Генрих. Но позвольте! Если глубоко рассмотреть,
то я лично ни в чем не виноват. Меня так учили.
Ланцелот. Всех учили. Но зачем ты оказался
первым учеником, скотина такая?
(Е.Л. Шварц, «Дракон»)
Посмотрела запись «Франкенштейна» в постановке Национального театра Великобритании, причем первой — ту версию, где Создание играет Джонни Ли Миллер, а Франкенштейна — Бенедикт Камбербэтч. В эту пятницу, во время просмотра второй, в коей актёры меняются ролями, осознала, что мне хочется, чтобы обоих персонажей играл Ли Миллер, хотя не могу сказать, что Камбербэтч смотрится хуже.

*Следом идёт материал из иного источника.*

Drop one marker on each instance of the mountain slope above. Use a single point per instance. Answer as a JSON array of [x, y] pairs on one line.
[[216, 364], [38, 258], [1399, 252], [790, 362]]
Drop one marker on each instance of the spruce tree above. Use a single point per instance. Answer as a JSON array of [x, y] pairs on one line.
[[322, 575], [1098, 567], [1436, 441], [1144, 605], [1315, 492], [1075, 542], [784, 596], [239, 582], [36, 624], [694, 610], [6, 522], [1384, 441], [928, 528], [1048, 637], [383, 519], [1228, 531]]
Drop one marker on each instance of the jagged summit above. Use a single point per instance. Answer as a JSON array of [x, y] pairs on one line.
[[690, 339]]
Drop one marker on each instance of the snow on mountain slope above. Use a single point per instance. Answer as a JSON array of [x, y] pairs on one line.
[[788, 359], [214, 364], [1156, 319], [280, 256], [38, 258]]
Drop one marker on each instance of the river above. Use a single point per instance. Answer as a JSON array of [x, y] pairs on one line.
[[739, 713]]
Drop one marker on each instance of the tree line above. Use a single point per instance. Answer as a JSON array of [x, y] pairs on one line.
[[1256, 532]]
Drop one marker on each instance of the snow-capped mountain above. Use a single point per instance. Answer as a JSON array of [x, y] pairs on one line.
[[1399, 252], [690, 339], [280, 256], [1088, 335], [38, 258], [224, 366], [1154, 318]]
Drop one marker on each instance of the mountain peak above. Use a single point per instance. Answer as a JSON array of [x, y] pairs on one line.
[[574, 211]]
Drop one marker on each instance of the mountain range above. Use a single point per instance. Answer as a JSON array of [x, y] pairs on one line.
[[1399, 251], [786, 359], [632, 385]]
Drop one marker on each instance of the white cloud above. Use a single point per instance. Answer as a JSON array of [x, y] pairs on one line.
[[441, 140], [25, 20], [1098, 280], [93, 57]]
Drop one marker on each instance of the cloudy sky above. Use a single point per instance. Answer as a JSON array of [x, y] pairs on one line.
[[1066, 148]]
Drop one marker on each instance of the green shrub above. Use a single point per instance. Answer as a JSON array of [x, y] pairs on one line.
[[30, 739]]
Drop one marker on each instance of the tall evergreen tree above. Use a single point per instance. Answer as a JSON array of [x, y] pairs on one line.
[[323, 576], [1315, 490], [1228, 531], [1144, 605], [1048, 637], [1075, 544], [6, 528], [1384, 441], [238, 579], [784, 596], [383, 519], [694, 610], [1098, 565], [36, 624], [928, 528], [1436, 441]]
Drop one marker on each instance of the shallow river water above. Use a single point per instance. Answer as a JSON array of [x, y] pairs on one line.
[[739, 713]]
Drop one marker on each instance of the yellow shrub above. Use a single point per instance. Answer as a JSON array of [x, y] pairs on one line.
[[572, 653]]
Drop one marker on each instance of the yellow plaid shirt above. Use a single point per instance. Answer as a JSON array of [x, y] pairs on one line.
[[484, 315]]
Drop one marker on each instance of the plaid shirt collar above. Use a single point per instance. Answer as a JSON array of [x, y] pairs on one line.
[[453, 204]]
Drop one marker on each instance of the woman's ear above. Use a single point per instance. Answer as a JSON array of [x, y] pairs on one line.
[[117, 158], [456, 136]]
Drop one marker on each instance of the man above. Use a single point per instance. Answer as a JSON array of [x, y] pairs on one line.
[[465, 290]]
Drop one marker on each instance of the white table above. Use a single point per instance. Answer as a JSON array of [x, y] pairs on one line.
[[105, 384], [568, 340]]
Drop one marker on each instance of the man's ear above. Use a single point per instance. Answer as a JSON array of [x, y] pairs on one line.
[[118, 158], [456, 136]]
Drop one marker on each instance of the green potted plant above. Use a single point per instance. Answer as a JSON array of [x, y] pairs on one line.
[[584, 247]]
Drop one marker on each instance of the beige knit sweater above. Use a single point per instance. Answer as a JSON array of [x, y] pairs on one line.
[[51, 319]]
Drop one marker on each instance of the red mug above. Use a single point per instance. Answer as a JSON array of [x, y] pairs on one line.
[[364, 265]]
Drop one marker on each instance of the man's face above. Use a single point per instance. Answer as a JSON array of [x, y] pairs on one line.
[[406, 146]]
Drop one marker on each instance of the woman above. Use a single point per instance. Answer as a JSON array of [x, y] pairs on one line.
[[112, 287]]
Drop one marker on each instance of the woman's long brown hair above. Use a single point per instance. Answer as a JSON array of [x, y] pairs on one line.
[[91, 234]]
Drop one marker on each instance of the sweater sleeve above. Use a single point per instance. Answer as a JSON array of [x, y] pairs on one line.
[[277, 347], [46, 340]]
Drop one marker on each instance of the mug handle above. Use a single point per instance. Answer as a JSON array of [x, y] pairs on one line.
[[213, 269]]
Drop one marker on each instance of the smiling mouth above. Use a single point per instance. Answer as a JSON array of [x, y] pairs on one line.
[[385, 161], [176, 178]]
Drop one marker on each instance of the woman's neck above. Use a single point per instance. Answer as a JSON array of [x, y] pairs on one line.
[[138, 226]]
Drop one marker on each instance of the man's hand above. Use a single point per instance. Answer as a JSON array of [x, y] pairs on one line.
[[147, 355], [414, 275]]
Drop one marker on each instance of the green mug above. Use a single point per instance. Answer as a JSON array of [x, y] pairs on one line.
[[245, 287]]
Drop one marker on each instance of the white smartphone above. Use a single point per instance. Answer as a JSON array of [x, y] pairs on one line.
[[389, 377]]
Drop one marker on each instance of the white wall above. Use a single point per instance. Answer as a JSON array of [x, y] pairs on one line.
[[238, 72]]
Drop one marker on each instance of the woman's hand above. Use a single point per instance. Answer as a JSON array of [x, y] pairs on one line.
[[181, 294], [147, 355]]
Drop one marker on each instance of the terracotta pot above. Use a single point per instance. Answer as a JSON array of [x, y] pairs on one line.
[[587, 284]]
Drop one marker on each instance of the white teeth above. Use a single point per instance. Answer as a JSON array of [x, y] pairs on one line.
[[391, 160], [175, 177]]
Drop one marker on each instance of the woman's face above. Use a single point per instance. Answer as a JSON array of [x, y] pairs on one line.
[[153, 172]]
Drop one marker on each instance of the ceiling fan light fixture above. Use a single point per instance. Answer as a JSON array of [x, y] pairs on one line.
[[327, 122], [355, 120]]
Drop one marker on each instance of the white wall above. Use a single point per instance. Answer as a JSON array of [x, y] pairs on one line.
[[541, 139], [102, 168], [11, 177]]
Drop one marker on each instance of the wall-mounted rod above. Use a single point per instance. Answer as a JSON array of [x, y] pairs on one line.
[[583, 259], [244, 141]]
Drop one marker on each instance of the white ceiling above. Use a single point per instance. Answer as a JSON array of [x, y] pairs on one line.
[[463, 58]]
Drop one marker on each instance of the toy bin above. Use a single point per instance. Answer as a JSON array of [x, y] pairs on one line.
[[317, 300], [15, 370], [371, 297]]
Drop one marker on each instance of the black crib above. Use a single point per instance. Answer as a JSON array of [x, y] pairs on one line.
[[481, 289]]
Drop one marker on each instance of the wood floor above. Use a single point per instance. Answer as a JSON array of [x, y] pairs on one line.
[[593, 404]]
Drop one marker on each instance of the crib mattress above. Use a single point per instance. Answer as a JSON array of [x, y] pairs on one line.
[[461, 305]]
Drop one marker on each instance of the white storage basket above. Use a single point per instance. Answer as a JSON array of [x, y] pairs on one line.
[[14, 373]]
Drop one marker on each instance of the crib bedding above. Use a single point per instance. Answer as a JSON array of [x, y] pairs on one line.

Попытка объясненияНа примере гениального учёного выбор довольно прост: Франкенштейн Камбербэтча предельно выше всего — в том числе собственной гордыни, посему практически все его поступки видятся продиктованными безразличием; у него не читается ни одно «хочу», чуть ли не все он делает просто потому, что может — это относится не только к Созданию; непросто представить, чтобы он брался за свой эксперимент, подстегиваемый тем, что это дело Бога. Герой, воплощенный на сцене Ли Миллером, напротив, безраздельно отдаётся своей научной страсти, обман его «пособников» в Шотландии уже не кажется таким беззастенчивым. Потому иначе воспринимается концовка: первый Франкенштейн полностью теряет самообладание, второй просто избирает новую цель, а все остальное в нем остается прежним.
Что касается Создания, то у Ли Миллера оно рождается будто бы ребенком, а не взрослым; в нем горит удовольствие от мира, в нем бьется гордость за творца и даже за себя, сливающаяся с самолюбованием и едва ли не кокетством, которые остаются до конца, несмотря на мгновенное отвращение после того, как оно узнало о своем происхождении. Создание Камбербэтча подчинено идее выживания, жилисто, что ли, в эмоциях — этот кадавр не является удовлетворенным ни в одной плоскости. Потому и изменения, которые происходят с персонажем, бесконечно различны: второе схватывает формы поведения, типичные реакции, его месть подражательна и не основана на желании мстить — и да, Создание право в своей похвальбе, оно отлично учится. Создание же Ли Миллера все больше чернеет изнутри, переходя от несоразмерной жестокости при первом акте мщения к совершенно осознанной реализации принципа талиона, старательно отбирая все худшее. Пожалуй, только перед этой версией по-настоящему стоит проблема, которую я приведу в формулировке Станислава Лема: «лишь существо, по природе злое, может понять, какую оно обретает свободу, творя добро».